Wednesday, June 6, 2012

Dresden - last day with group


We spent Tuesday in Dresden. As most of you know, Dresden was a jewel of a city before the Allies bombed it in WWII. The intense heat created a firestorm that sucked the air out of underground shelters, killing thousands of people (many of them women and children who had flocked to a supposedly safe haven). The bombing raid also destroyed most of Dresden’s magnificent buildings, such as the Frauenkirche (Church of Our Lady). It is only recently that some of these treasures – belonging not only to the Germans or even the Europeans, but everyone – have been restored to something of their former glory.

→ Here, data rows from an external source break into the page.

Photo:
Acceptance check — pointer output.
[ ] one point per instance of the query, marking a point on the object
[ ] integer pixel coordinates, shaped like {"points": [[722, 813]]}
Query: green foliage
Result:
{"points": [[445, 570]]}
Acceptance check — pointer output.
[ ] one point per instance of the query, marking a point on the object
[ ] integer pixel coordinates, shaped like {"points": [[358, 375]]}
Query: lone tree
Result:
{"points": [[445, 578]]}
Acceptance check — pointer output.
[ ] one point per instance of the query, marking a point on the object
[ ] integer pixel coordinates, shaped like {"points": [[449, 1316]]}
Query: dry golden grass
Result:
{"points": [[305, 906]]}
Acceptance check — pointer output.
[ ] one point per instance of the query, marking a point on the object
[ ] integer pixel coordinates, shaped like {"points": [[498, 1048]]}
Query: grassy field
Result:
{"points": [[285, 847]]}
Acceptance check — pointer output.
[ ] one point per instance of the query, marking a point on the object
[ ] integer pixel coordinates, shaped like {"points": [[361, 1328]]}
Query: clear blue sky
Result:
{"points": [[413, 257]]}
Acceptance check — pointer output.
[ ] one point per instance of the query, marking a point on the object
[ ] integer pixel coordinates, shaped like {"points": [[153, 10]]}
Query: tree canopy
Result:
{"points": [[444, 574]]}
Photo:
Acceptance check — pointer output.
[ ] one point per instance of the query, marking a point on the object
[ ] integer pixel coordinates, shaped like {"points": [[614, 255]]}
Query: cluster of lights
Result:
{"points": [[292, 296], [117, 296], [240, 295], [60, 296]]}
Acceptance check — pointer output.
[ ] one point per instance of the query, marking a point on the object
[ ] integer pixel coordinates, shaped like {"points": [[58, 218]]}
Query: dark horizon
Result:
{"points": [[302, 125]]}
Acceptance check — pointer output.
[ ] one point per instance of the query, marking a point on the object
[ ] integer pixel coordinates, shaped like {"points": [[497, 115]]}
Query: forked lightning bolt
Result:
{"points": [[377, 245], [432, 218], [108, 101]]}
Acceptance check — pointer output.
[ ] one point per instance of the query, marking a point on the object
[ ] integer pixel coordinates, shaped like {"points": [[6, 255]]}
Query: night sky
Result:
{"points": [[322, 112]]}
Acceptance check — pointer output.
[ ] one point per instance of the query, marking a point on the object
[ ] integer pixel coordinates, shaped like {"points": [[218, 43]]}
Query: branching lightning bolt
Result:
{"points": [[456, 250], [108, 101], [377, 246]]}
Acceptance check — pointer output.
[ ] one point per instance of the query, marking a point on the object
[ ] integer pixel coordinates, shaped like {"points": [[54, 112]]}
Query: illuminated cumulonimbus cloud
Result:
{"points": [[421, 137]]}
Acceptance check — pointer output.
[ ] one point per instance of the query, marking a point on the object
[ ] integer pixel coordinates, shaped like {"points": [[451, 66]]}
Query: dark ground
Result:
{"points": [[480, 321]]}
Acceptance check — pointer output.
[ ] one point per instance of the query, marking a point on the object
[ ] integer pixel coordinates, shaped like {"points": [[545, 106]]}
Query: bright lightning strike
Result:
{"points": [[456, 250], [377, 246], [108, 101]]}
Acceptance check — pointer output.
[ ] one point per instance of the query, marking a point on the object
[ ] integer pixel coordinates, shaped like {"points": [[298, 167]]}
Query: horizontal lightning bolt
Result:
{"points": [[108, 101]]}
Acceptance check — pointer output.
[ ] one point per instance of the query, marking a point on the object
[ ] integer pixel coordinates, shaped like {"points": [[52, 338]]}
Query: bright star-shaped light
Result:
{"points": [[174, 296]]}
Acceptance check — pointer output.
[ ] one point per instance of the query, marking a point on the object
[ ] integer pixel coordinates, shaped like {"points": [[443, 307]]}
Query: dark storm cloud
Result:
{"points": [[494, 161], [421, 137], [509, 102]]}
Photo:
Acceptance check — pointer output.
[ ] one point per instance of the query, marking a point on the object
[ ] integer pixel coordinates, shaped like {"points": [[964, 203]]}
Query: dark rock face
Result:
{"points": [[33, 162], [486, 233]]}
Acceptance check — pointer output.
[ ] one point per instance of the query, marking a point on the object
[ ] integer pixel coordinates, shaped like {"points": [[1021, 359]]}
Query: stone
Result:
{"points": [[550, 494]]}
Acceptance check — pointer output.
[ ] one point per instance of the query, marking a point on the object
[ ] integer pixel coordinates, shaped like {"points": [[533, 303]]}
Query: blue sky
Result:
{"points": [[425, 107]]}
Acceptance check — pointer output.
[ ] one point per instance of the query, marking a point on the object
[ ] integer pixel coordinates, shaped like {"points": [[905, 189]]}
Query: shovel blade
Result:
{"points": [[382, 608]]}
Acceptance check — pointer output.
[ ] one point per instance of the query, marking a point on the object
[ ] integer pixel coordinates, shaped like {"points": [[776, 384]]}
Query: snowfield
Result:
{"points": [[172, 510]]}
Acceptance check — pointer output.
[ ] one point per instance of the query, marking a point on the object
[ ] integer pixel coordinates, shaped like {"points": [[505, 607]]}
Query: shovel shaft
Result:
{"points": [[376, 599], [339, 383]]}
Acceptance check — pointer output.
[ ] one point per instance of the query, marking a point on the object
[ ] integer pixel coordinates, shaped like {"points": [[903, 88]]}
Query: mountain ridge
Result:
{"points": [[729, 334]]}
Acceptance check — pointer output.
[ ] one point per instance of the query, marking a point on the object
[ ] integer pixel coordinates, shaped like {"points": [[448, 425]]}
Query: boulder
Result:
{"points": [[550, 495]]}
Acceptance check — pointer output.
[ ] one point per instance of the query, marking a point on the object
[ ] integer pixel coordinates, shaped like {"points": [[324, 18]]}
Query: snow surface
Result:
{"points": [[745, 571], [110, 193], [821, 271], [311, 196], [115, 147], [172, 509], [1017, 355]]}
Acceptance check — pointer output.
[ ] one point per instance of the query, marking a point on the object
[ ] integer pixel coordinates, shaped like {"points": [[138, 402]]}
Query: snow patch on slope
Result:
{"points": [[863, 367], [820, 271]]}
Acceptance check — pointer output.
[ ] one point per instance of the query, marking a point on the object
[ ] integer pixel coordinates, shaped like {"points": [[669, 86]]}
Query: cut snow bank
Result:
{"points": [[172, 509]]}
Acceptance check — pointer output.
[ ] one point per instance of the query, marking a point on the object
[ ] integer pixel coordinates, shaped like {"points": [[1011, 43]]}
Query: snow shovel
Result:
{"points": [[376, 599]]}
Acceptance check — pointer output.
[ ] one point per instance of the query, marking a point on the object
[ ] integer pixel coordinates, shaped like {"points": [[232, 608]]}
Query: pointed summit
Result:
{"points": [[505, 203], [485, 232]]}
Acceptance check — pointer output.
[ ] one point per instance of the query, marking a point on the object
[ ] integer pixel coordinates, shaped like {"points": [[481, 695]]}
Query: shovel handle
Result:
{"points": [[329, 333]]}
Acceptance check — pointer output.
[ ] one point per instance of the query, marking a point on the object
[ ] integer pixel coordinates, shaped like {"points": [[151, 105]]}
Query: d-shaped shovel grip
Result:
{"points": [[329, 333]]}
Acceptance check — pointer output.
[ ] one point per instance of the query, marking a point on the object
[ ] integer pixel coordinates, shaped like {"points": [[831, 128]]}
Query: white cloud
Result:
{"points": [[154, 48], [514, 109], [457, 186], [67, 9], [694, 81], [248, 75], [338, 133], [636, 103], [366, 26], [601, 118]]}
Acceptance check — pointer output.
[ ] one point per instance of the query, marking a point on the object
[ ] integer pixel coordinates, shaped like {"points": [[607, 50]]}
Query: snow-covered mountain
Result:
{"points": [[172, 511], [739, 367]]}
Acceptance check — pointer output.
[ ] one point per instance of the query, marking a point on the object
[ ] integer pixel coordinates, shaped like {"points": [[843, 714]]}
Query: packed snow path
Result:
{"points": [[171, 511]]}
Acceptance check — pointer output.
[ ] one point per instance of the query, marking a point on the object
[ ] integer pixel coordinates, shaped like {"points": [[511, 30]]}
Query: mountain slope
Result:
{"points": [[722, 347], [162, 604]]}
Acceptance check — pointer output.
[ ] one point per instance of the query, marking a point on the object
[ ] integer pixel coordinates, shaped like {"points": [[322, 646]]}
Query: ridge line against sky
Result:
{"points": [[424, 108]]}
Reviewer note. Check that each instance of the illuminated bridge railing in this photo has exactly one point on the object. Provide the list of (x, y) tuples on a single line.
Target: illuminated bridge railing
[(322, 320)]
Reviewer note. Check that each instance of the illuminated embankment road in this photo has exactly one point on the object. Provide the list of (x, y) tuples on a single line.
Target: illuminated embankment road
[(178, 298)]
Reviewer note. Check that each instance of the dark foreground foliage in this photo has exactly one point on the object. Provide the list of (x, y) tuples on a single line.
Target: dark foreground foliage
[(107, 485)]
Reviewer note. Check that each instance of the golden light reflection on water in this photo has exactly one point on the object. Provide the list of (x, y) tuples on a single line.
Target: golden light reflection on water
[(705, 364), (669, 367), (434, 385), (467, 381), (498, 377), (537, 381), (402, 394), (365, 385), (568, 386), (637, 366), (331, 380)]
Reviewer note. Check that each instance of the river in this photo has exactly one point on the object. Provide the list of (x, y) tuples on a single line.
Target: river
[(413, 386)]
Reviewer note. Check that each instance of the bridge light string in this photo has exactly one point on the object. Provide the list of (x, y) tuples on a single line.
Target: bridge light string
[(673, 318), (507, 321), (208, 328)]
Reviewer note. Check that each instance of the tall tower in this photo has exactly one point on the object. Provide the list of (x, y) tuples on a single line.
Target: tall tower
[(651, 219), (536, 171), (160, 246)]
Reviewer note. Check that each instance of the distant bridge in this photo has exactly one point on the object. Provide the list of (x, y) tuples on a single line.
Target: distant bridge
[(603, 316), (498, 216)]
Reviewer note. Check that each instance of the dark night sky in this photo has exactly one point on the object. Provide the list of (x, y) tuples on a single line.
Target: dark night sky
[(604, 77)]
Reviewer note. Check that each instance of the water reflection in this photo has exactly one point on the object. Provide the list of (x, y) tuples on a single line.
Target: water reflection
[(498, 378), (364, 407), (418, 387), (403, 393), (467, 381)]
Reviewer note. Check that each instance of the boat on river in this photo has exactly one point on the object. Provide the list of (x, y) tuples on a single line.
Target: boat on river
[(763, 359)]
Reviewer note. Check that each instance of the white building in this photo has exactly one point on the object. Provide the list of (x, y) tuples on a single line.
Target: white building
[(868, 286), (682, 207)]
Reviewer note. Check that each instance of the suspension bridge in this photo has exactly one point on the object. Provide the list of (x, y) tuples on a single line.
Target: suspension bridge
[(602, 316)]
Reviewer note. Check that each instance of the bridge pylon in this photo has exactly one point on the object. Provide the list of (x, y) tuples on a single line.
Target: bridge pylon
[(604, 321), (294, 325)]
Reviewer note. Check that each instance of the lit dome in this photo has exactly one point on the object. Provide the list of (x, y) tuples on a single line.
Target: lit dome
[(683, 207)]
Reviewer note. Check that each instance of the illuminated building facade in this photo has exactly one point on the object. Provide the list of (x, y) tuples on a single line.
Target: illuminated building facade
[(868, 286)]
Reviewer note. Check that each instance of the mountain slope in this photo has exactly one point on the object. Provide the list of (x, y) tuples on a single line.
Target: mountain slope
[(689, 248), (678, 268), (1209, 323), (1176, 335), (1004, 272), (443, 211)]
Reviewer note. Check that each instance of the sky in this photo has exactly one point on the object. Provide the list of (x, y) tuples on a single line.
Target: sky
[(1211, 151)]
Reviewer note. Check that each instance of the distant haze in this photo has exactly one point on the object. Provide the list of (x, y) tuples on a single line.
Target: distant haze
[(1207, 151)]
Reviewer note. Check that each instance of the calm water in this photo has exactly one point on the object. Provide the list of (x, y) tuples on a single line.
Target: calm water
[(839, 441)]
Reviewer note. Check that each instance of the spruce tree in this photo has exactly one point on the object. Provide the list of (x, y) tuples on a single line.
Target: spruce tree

Our first stop after the 2.5-hr. bus ride from Berlin was the Neue Synagogue. The original was not destroyed in the Allied bombing but on Nov. 9, 1938: on Kristallnacht. On that night, many Jewish buildings (residences, shops, and houses of worship) across Germany took the brunt of growing aggression – a taste of far more brutal crackdowns to come.
The replacement synagogue is basically a box, a well-designed and constructed but uninspiring box barely 10 years old. While I liked the high ceiling (a deliberate choice by the architect when he learned that the Dresden city planners wouldn’t let him build on the entire original site – more narrow and up was okay), I did not find that its other features suggested a house of worship, shall we say.
In the adjoining community center, we met with Michael Hurshell, the artistic director of the The New Jewish Chamber Philharmonic, Dresden. He explained how he ended up in Dresden after being born and raised in Seattle, and why his orchestra plays work by Jewish composers, many of whom have slid into undeserved obscurity since the turbulent first few decades of the 20th century. Music has no borders, he implied. It has the power to bring people together instead of underscoring their differences. Very uplifting to hear this!
In our remaining time, under gloomy skies, we had a quick look through the art gallery, where Raphael’s most famous Madonna had been on display since early May. I can’t remember running through a gallery like that before! We were really under the eye of the clock. As the Lucas Cranach “Adam and Eve” was in the vault, and I could see only a few other German and Flemish works, I think I could have given the gallery a pass. Anyone with a penchant for Italian religious art would have been begging to stay another two hours! I have lost any taste for that – or perhaps I feel fonder of German art because, well, I’m in Germany.
As the cool day seemed to get even cooler, we visited the Frauenkirche, then decided to have Kaffee und Kuchen in a tearoom before heading back to Berlin earlier than planned. I had a hot chocolate that really woke me up, while the rest of the group sampled the tortes. (I’d had enough yummy cake at lunch, at the synagogue, after vegetarian couscous.)
We returned to Berlin around 8:00, as the sky cleared a bit, and ate (much later) at a fancy place called Oxymoron. Tired of pasta – about the only veg option at most fancy places – I had potatoes and white asparagus, period. They actually hit the spot
A bunch of us said our good-byes outside the hotel, and thanked Naomi for all her expertise, patience, good humor, and kindness. We will never forget this trip, much of it thanks to her.